Artificial intelligence and machine learning algorithms feature in much of our coverage on Health Tech Insider. AI has clearly gone past tipping points of acceptance and application in medical science. Teams from institutions worldwide now routinely build and refine algorithms based on large datasets. We have written about machine learning identifying suicidal adolescents, predicting pain levels from facial videos, uncovering previously hidden insights about diabetes, and much more.

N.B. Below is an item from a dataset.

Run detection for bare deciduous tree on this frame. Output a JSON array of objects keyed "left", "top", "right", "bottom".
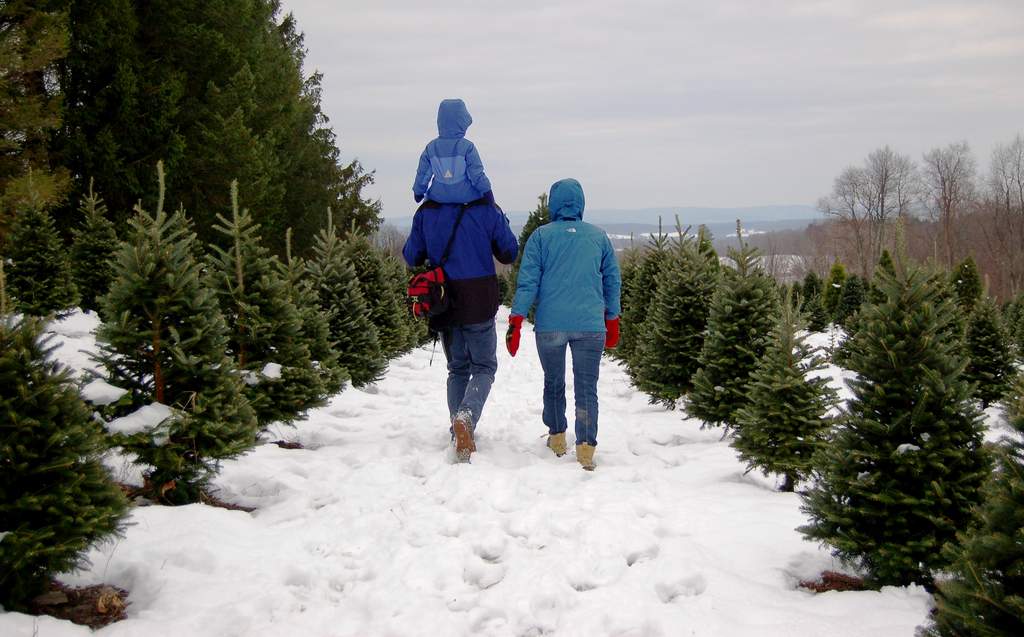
[{"left": 923, "top": 141, "right": 977, "bottom": 269}]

OWKIN, a New York-based machine learning technology company, recently introduced the OWKIN Loop Network (OLN). The network includes more than 30 top hospitals and research institutions in Europe and the U.S. The shared goal of the OLN members is to enable researchers to train predictive models with massive amounts of shared, real-world data. OLN also assists in knowledge transfer to benefit patients and speed pharmaceutical research and development.

The OLN purview is intentionally broad, but its current areas of focus for advancing research and development include oncology, cardiovascular, neurodegenerative, and autoimmune diseases. Specific projects include training predictive models to identify quantitative biomarkers for a rare form of cancer, to predict brain age from MRIs, and to establish gene expression profiles as markers of immunotherapy response.

Pooling resources for practical applications of a rapidly developing technology such as machine learning — particularly when the mission focuses on open sourcing the wins — certainly sounds like a timely and broadly beneficial effort. It will be interesting to watch for similar networks to observe whether they are or become collaborative or competitive.